色とりどりの硝子が、チリンチリンと綺麗な音を奏でている。
涼しい音に、自然に顔が綻んだ。
「・・・」
そんな佐助(幸村はまだ女だと思ってるわけだが)をじっと見つめる幸村。
「どうかされましたか。お武家さま?」
視線が気になる佐助は、眉を少しさげて尋ねる。
「なんでもないでござる」
ふい、と顔を反らされて、佐助は困惑するばかりだ。
(もしかして、バレた?)
ああ、でも。わかっているなら、旦那はこういう態度は取らないだろう。
そういう確信はある。
・・・ふ、と佐助はあることに気が付いた。
(あ、そっか。俺もしかして、旦那に警戒されてるんだ)
腐っても戦国武将。
初対面の人間に己の内側を見せるわけもなく。
だからいつもと違う堅苦しい態度を見せていたのか。
うんうん、佐助は頷く。
そして同時に優越感。
このような態度の幸村を見た時がないということは、自分は余程信頼されているのだ。
喜びのあまりに笑い出しそうになるのを堪えて、
「どれがよろしいでしょうか?」
と、幸村に訊く。
幸村は無言。
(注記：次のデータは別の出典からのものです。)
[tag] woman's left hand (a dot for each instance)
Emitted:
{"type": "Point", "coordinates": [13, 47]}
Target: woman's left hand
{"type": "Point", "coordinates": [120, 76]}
片手で顔を押さえている。
「・・・ああ、橙色の・・・ものを・・・」
やっとの思いで声を絞り出している幸村。
それが心配になって佐助は幸村の顔を覗き込む。
「大丈夫?具合を悪くされましたか?」
・・・の後、やってしまったと思った。
(あ〜旦那。顔が真っ赤になってら)
そうだった。
忘れていた。
佐助は今女の格好をしていて、幸村は女が苦手なのだ。
急接近に耐えられるはずもないか。
何も見なかったことにしよう。
うん。そうしよう。
佐助は
「橙色の風鈴ですね。分かりました」
布製の財布を開き、金を店主に渡した。
風鈴を店の者から受取り、顔を赤くしたままの幸村に手渡す。
「では、私はこれで」
ぺこりと頭を下げると、今度こそ後ろを振り向かずに歩き出した。
制止する声が聞こえたが、聞かぬふりをした。
◇◇◇◇◇◇
(いつもと違う旦那も見れたし、なんか良かったかも)
それに・・・・
どれだけ自分が幸村に信用されているかを、知ることができた。